The plant hormone auxin steers various complex growth and developmental processes through a comparatively simpler nuclear signaling pathway that mostly acts via transcriptional gene regulation. The nuclear auxin signaling pathway (NAP) has only three set of components: the nuclear auxin receptor TIR1, the repressor Aux/IAA and the ARF transcription factors. However, the genetic redundancy of each NAP components in higher model plants (e.g. Arabidopsis thaliana with 6 TIR1,29 Aux/IAA,23 ARF) makes this signaling pathway complicated to understand in its entirety.
With almost centuries of research on auxin, today we have a lot of qualitative information about this pivotal plant hormone signaling pathway. However, there is very limited example of any quantitative data that can provide sufficient comprehension. In my project the objective is to investigate the quantitative aspect of the auxin response protein (TIR1, Aux/IAA, ARF) interaction network. We are interested to look into the interplay of all auxin response proteins to have a quantitative overview of this dynamic protein network as a whole. To this end we are using various microscopic and spectroscopic tools to determine the in vivo protein concentration, their interactions, dissociation constants of each protein-protein and protein-DNA interactions. With all this quantitative imaging data, we are aiming to develop a mathematical model that would identify the critical factors involved in the final signal output of the pathway.

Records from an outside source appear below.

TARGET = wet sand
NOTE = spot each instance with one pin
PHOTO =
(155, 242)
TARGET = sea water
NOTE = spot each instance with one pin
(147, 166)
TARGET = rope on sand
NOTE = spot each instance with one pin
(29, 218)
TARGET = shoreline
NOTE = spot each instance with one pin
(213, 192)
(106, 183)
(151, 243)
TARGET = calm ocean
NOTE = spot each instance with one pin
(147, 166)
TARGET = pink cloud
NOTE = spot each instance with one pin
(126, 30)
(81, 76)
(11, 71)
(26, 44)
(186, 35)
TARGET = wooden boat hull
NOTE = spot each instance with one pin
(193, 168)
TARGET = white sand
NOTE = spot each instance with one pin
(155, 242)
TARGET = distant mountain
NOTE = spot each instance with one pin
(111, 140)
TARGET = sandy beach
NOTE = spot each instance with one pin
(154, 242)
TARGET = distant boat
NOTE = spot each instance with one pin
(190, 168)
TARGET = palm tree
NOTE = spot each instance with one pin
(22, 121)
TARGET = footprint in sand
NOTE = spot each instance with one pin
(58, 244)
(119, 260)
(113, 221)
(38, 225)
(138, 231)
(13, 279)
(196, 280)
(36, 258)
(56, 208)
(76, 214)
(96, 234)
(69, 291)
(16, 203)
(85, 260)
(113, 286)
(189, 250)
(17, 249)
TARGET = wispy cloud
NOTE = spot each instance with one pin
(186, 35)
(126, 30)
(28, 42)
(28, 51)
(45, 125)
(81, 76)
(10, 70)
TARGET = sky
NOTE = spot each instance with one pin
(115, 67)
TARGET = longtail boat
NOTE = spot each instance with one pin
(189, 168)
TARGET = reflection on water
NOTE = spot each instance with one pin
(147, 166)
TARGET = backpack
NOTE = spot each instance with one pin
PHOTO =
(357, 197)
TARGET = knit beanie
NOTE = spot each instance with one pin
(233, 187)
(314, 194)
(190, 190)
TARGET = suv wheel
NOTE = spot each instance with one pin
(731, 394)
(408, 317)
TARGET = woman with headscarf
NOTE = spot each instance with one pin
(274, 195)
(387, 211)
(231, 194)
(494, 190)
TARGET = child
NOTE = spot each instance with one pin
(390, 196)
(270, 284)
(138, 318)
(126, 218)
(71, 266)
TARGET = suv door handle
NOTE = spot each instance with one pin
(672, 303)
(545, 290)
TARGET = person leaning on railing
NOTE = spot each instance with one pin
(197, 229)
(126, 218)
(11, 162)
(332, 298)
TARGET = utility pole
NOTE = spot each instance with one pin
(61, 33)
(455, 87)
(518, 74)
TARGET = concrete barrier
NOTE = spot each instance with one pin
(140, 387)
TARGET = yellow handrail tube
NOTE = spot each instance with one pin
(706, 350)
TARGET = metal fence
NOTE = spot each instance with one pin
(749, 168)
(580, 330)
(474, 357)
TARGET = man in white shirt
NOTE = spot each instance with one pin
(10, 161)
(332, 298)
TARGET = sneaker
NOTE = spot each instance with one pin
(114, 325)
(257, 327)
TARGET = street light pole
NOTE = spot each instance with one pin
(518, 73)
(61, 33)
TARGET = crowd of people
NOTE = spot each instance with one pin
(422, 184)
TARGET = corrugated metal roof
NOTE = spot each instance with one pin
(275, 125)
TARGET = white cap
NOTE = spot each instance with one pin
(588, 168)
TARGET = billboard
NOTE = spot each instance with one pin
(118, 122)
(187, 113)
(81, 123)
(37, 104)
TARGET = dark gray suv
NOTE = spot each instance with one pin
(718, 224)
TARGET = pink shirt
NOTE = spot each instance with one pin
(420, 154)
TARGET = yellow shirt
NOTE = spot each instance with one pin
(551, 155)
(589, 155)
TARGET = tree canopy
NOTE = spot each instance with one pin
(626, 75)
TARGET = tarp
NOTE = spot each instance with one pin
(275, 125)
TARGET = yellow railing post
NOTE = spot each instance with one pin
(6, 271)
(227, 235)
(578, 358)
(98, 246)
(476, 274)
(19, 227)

The model plant that we are using for our study is a liverwort Marchantia polymorpha which has the simplest NAP among all land plants with only 1 TIR1, 1 AuxIAA and 3 ARFs (each representing 3 different ARF classes present in higher plants). We expect this project to yield adequate quantitative cognizance of auxin signaling and reveal the key quantitative factors involved in auxin mediated plant growth and development.